Les photos ci-dessus illustrent l'écart de prestation entre le consulat général de France à Istanbul et son sous-traitant privé en termes de guichets ouverts. Depuis le début du moins de juin 2007, ce sous-traitant a embauché une trentaine de personnes qui, ajoutées aux 13 agents du service des visas du consulat, quadruple presque, à coût nul pour l'Etat, l'effectif attaché à la délivrance des visas Schengen pour la France. Ceci ne peut avoir qu'un impact positif sur les délais pour les demandeurs de visas.

En outre, la meilleure information des demandeurs de visas conduit à une augmentation du nombre de dossiers complets, dès le premier rendez-vous : ceci évite aux ressortissants étrangers de venir plusieurs fois au guichet, et au consulat de gérer des dossiers incomplets qui peuvent engorger artificiellement ses services. Pour les consulats, l'externalisation de la prise de rendez-vous et du dépôt des visas de court séjour est positive, dans la mesure où elle permet d'alléger les tâches de contrôle matériel (présence de tous les documents, prise de rendez-vous) et permet de mieux vérifier les dossiers sensibles.

Il ne faut néanmoins pas cacher que cette externalisation est, en état, la source de surcoûts pour les usagers. En effet, les frais perçus par les prestataires privés (25 euros) viennent s'additionner aux recettes visas déjà perçus par les consulats (60 euros). L'externalisation se fait à coût nul pour l'Etat, mais pas pour les demandeurs de visas.

L'augmentation des frais de visas qui en découle fait ainsi débat au sein des membres de l'espace Schengen, notamment s'agissant de la Russie. Dans ce pays, les Etats scandinaves estiment qu'il leur est impossible d'engager l'externalisation dans la mesure où cela augmenterait le coût à la charge des usagers et que cela pourrait être interprété par les autorités russes comme une violation des accords entre l'Union européenne et la Russie qui prévoit un visa au tarif réduit de 35 euros avec plusieurs cas de gratuité.

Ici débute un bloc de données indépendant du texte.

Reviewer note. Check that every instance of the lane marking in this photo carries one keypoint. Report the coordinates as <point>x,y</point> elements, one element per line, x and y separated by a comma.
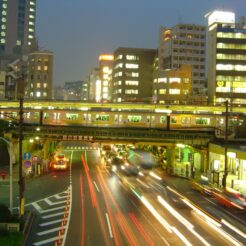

Ce débat n'est pas illégitime. La Commission européenne indique ainsi, dans sa proposition de code communautaire des visas en date du 19 juillet 2006, que le montant total du prix facturé par le prestataire de services extérieur pour traiter la demande de visa ne peut dépasser le montant des frais visas. Un doute subsiste, dans la rédaction actuelle, pour savoir si le prix du prestataire privé peut s'ajouter au montant des frais de dossiers. Du point de vue du demandeur de visa, il y a en effet quelques difficultés à comprendre pourquoi il faudrait payer deux fois pour le traitement de sa demande.

Il faut noter néanmoins que les britanniques, qui sous-traitent depuis plusieurs années leurs tâches annexes aux prestataires privés, prévoient une double tarification, au consulat, d'une part, auprès du prestataire privé, d'autre part.